The Shaanxi Shihe Investment Company has a billion yuan (US$163 million) in assets invested in over 40 industries, such as: supermarket, real estate, fast delivery, and so on.
Before the events in Shaanxi, a number of investment companies’ owners in southwestern China’s Sichuan Province have disappeared as well, leaving investors’ principal unpaid since July, China Business says.
Owners of four investment companies have gone missing in the past few months, and one owner committed suicide, which was allegedly related to the company’s high levels of debt.
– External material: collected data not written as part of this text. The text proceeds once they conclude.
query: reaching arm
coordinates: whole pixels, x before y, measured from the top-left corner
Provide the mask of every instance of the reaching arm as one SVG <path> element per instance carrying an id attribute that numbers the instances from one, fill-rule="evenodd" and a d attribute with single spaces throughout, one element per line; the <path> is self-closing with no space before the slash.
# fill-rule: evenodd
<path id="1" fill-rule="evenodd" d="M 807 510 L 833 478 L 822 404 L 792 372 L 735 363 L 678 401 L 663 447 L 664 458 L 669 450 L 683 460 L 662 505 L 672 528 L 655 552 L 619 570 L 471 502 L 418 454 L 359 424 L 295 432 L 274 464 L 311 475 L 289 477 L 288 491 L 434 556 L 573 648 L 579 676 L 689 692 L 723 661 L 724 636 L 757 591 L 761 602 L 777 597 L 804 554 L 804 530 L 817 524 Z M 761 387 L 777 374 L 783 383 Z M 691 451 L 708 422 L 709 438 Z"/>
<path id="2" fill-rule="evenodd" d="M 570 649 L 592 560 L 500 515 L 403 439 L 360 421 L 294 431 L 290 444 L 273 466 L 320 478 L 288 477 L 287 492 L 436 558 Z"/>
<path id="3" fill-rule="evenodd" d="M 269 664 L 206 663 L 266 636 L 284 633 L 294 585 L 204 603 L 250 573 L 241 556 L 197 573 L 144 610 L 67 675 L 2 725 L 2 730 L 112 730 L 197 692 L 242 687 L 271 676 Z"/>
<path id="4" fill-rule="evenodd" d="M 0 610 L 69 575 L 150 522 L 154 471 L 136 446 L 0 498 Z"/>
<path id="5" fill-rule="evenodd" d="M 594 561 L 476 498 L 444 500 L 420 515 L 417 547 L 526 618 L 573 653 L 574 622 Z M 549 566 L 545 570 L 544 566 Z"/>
Many other companies in the investment industry in Sichuan also have severe financial problems.
“Nearly 100 financial management companies have encountered troubles, and the number is still increasing,” Yang Xiaobing, general manager of a microfinance company at the Chengdu Hi-tech Zone in Sichuan, told China Business.
“Because most of those financial companies were established in the past three years, and a project period is about one or two years, the pay due will reach a peak by the end of this year,” Yang said. “More projects will appear with financial issues. Such condition will probably last till 2015, and 70 to 80 percent of the companies will have a hard time going through the depression.”
Many financial companies in Sichuan have stopped offering any new investment projects, the report says.
Nearly 4000 new finance companies were established in the second half of the year in 2013 in Sichuan Province.
Many of the companies offered high interest rates to attract investors, and the majority of the investment went to the real estate industry. Real estate then slowed down sharply last year, causing severe financial problems, the report says.
Yang said that an estimated 80 percent of private lending capital has been invested in real estate. Following the slow down in the real estate industry, the finance companies have a hard time paying back the promised high interest rates.